Dated experiment writeups and result tables live in docs/experiments/. The current real-dataset report is 2026-04-24-pdebench-shallow-water.md.

Setup With uv

Install dependencies into a local uv-managed environment:

uv sync

The pyproject.toml pins PyTorch and TorchVision to the PyTorch CUDA 13.0 wheel index on Windows/Linux. If you need CPU-only or a different CUDA wheel family, change the tool.uv.sources and tool.uv.index entries in pyproject.toml.

Check the environment:

uv run python -c "import torch; print(torch.__version__, torch.cuda.is_available(), torch.version.cuda)"
uv run pytest

On locked-down Windows workspaces, pytest cache writes can be flaky; this repo disables pytest's cache provider in pyproject.toml. If uv run ... reports an access error under AppData\Local\uv\cache, use uv --no-cache run ... or refresh the environment with uv sync --no-cache --link-mode=copy.

Useful uv commands:

uv lock      # update uv.lock after dependency changes
uv sync      # create/update .venv from pyproject.toml and uv.lock
uv run ...   # run commands inside the managed environment
uv tree      # inspect the resolved dependency tree

Reproduce A Small MNIST Run

MNIST downloads automatically into data/.

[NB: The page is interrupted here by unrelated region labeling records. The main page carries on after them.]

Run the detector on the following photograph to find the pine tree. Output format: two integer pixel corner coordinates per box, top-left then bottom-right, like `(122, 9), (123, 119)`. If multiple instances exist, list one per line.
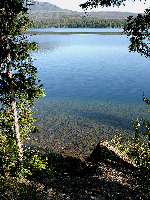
(0, 0), (45, 177)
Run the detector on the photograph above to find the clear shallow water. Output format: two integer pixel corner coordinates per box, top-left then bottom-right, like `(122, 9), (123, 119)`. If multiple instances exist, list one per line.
(26, 29), (150, 157)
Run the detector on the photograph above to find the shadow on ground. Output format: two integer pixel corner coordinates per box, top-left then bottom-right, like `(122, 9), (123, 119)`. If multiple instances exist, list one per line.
(31, 144), (148, 200)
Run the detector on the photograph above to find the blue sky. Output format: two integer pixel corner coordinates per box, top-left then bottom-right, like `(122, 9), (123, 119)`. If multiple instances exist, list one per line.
(36, 0), (150, 13)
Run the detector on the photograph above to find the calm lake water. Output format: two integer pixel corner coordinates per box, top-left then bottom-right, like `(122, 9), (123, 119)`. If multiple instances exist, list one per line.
(29, 29), (150, 102)
(24, 29), (150, 155)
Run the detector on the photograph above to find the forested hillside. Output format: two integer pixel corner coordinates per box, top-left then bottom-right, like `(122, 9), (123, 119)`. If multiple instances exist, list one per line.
(29, 2), (137, 28)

uv run vortexnet-mnist --epochs 1 --batch_size 64 --pde_padding_mode constant --max_train_batches 10 --max_test_batches 5 --no_show

For the original short demo:

uv run vortexnet-mnist --epochs 5 --batch_size 64 --no_show

Outputs are written to outputs/mnist/.

Reproduce A Custom Image Smoke Run

Place JPEG or PNG images in my_data/, then run:

uv run vortexnet-image --config config_image_smoke.yaml --skip_tsne --skip_onnx --no_show

For a longer run:

uv run vortexnet-image --config config_image.yaml --no_show

Outputs are written to the configured data.output_dir.

What To Improve Next

  • Add a real train/validation split instead of validating on the training loader.
  • Track PSNR/SSIM in addition to MSE reconstruction loss.
  • Run ablations against a same-size plain convolutional autoencoder.
  • Keep PDE padding set to constant unless periodic boundaries are semantically required; it uses native convolution padding and avoids explicit circular padding.
  • Implement true loss-gradient adaptive damping instead of the current activation magnitude fallback used during ordinary forward passes.
  • Evaluate on a task where PDE-style recurrence has a plausible advantage, such as video, time series, or long spatial context, not just static reconstruction.

Dynamics Benchmarks

Static reconstruction is a weak test for PDE-inspired blocks. Use the dynamics benchmark to train next-state predictors on generated fields:

uv run python scripts/compare_dynamics_variants.py --task heat --device cuda
uv run python scripts/compare_dynamics_variants.py --task wave --device cuda
uv run python scripts/compare_dynamics_variants.py --task advection_diffusion --device cuda
uv run python scripts/compare_dynamics_variants.py --task burgers2d --device cuda
uv run python scripts/compare_dynamics_variants.py --task reaction_diffusion --rollout-steps 32 --device cuda
uv run python scripts/compare_dynamics_variants.py --task vorticity --rollout-steps 16 --device cuda

For a more reliable comparison, run multiple seeds, autoregressive evaluation, and optional rollout loss during training:

uv run python scripts/compare_dynamics_variants.py --task vorticity --rollout-steps 16 --autoregressive-steps 3 --train-rollout-steps 2 --seeds 42 43 --device cuda

--train-rollout-steps 2 trains on two autoregressive model steps instead of only one target step. This is slower, but it directly optimizes the failure mode that appears during repeated rollout. Use --detach-train-rollout to avoid backpropagating through previous predicted states.

The benchmark compares:

  • plain: shared conv predictor with no operator block.
  • fixed_pde: fixed finite-difference update with learnable channel diffusion.
  • learned_stencil: depthwise learned local stencil plus channel mixing.
  • conv_residual: conventional residual convolution baseline.
  • spectral: compact FNO-style Fourier operator.
  • hybrid_spectral: local residual convolution plus spectral/FNO-style global mixing.
  • unet_small: small U-Net baseline.
  • fno_small: compact FNO-style full-model baseline.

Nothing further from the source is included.